Although it’s not the most aggressive looking of designs, there is no mistaking that this is a security camera – with a real wire – so if you just used it as a fake it’d be a good one. The fact it is real is evident in the build quality which can survive -10 to 40˚C (14-104F), and though if you’re reading this list you might not be too worried about image quality it’s good to know that night vision is provided and – while some pricey cameras offer 4K and more, 1080P (2 megapixels) is more than good enough to check in on occasionally via your phone.
You can also use the camera as a recording point, putting in an SD Card so you do have recorded footage even if you don’t have a recorder or paid-for storage service. Setup is also pleasingly easy (point a QR code on your phone screen at the camera). Given this is only 3 times the price of some of the fakes on this list, it’s worthy of consideration.

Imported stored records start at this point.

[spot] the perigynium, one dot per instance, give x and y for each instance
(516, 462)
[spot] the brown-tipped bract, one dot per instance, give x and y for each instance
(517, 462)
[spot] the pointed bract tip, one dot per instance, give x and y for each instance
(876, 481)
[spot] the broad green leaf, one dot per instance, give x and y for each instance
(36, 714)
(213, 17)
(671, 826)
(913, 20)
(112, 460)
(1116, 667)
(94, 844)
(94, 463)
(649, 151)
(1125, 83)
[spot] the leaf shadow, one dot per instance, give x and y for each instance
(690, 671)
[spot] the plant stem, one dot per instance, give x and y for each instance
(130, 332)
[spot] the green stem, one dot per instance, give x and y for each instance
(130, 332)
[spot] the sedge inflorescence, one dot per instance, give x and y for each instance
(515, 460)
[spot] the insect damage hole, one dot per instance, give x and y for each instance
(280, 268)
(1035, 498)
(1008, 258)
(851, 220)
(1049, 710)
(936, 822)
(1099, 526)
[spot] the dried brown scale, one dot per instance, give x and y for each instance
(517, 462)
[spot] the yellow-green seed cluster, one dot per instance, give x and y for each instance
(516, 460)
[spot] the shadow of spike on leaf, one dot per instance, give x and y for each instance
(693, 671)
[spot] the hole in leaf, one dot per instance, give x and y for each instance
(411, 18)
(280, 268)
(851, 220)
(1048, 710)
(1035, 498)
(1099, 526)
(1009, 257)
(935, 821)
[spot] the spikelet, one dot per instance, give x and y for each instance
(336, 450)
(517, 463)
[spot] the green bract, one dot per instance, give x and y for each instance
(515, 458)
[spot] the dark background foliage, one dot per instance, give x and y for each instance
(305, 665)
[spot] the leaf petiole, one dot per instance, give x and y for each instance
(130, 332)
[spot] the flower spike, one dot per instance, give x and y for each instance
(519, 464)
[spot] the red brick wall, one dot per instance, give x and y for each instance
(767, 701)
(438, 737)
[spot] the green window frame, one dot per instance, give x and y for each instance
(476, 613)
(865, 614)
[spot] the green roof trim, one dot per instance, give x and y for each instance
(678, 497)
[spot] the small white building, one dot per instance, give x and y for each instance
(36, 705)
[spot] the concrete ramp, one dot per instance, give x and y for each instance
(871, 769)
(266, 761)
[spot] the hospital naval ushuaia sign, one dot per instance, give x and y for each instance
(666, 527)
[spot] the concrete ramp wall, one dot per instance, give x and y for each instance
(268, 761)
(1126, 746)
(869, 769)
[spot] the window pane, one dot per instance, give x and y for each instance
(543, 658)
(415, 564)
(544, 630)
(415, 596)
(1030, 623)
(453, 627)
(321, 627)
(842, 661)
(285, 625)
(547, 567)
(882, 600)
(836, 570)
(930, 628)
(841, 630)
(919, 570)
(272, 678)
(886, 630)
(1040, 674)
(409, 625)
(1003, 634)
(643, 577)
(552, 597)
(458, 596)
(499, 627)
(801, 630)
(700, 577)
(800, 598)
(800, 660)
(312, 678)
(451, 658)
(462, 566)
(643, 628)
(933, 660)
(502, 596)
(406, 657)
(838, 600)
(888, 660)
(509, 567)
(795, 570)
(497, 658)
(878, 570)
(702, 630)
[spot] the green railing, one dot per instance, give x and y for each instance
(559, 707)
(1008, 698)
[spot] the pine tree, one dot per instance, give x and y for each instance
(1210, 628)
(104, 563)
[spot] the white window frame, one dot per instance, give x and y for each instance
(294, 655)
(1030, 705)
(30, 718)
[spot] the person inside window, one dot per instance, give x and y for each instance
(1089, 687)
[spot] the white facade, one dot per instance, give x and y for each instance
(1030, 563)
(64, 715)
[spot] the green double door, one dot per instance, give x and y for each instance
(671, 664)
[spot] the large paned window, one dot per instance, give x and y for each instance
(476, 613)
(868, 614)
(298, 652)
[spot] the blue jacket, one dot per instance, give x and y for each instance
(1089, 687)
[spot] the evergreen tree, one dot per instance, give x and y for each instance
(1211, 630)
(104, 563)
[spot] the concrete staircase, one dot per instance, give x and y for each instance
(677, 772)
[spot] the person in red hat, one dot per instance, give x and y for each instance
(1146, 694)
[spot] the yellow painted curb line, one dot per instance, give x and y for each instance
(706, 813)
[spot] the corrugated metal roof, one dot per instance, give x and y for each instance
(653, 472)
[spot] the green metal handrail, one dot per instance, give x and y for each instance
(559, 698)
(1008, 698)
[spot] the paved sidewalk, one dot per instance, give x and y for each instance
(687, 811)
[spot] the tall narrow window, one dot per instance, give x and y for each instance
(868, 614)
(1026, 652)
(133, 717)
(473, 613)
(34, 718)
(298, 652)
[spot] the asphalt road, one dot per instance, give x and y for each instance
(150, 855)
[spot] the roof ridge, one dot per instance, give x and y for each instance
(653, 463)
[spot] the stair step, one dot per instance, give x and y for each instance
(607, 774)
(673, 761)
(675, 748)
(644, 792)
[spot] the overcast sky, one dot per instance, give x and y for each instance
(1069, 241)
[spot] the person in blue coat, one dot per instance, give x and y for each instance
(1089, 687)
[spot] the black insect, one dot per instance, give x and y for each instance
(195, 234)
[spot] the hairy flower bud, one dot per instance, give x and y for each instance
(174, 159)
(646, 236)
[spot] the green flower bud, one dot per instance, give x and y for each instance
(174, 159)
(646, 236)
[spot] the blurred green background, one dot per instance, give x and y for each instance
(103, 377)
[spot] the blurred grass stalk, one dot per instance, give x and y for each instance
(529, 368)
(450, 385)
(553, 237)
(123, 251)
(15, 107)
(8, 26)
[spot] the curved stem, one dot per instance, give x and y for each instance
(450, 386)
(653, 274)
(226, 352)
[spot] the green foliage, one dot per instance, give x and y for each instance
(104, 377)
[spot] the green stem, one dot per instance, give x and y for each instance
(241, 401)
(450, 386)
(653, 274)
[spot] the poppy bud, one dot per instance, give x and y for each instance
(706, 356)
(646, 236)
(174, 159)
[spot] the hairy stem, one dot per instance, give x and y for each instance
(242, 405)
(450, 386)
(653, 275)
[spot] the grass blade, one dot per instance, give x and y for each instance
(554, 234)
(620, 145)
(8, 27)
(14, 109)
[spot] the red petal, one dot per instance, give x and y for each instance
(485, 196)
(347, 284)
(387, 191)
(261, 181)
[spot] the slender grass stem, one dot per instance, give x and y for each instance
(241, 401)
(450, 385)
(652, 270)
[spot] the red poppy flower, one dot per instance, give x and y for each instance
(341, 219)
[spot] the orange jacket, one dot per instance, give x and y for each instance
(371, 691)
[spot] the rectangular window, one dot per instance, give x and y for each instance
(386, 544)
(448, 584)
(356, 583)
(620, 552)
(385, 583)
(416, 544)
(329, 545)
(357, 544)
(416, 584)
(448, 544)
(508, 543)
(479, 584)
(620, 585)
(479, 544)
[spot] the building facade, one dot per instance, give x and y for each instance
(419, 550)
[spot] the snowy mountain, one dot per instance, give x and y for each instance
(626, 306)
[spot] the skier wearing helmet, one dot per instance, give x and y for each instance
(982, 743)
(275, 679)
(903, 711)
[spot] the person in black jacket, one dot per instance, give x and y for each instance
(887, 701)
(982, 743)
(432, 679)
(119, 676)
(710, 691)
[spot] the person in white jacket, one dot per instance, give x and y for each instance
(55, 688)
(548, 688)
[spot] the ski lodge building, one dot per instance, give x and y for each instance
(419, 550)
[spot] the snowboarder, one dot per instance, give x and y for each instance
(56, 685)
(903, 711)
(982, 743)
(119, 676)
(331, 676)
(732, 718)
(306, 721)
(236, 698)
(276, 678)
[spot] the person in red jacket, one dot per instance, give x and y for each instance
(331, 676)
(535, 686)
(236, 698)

This camera brings many of the same obvious advantages that the SmartEye above it also offers above the fakes and there is no need for me to restate them (or the obvious disadvantage which can be felt right in the wallet). The option of connecting to a full ONVIF protocol system later is a pleasing one though, if you imagine your system will expand.
From the perspective of the unwelcome visitor, there is a green LED and a flood of bright light meaning that this is as effective as the A-Zone L10 above, for about twice the price. The siren could be louder – perhaps the waterproofing is too effective – but as a homeowner, if you think you’ll enjoy beeping at or talking to trespassers, then this is still a great choice as you’ll get alerts to your phone immediately. It is also, of course, a handy option for discussing packages with delivery agents and monitoring them.